Councillor Mitchell Theaker, Cabinet Member for Opportunities for Children and Young People said;

“When the Council approved the Motion that I and Councillor Will Evans laid before it on 24th September 2013, Council did much more than simply create a new policy. It sent a clear message to children and young people in Swansea that we value them and want them to excel.

“Through this Motion, the Council sent out a clear signal that it wants to crush poverty in our City, create opportunities for those who are often most vulnerable, and ensure that each child and young person in Swansea is helped to be the best that they can.

“One of the reasons that I entered politics was to make a difference. I want every child and young person in Swansea to be able to make a difference too: a difference in their community, a difference in their own lives, and a difference to Swansea. What we have done in Swansea goes a long to set the scene so that this can happen.”

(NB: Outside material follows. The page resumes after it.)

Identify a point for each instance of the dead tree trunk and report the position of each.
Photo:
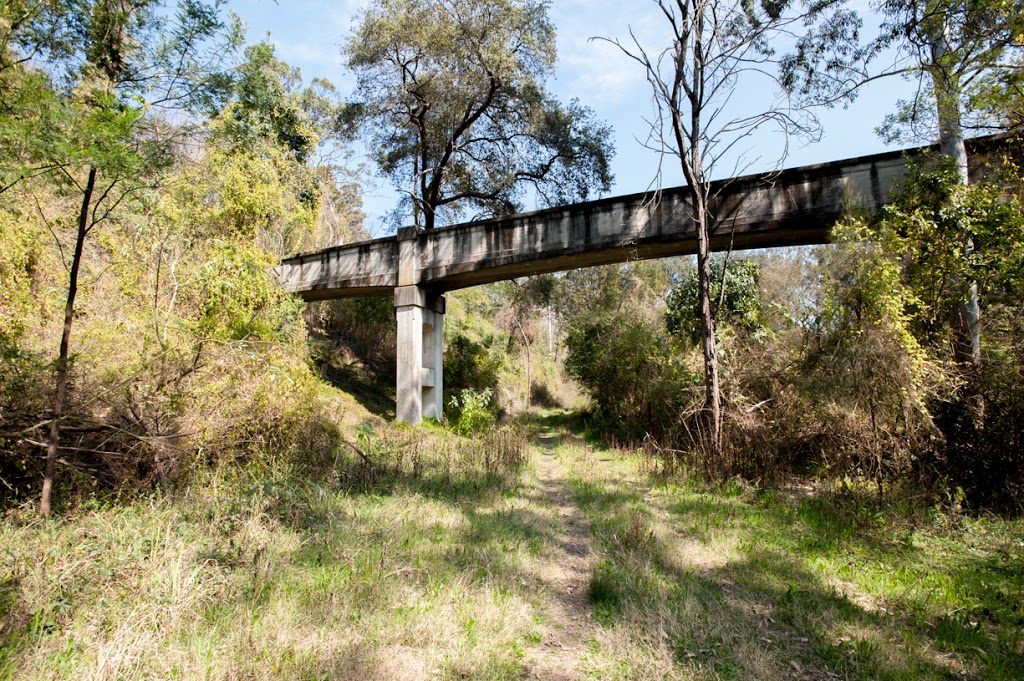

Blaenymaes, Pentrehafod and Hafod schools are among those which have already embedded the convention through the Rights Respecting Schools programme.

Bev Phillips, Head teacher at Blaenymaes Primary, said;

"The programme has enabled the children to better understand why we work the way we do and influence change for the better.

"Children are happier in school, they want to come to school in the morning and they want to help each other to learn.

"They are more confident and more able and willing to play a vital role in how the school develops and moves forward. It's also helped bring the wider community together too."

The launch event, which took place in ‘The Hub’ at the Swansea University School of Medicine, was live streamed across Swansea and appeared on the big screen in Castle Garden and was made available to school children via school moodle systems.

Picture 1: Pupils from Cadle, Burlais, Brynhyfryd, Gwyrosydd, Penllergaer, Glyncollen, Llanrhydian, Blaenymaes, Hafod and Pentrehafod schools sing World in Union at the celebratory launch. 

Picture 2: Mia Parsons from Glycollen Primary school shows her winning mascot picture to Keith Towler, Children’s Commissioner for Wales.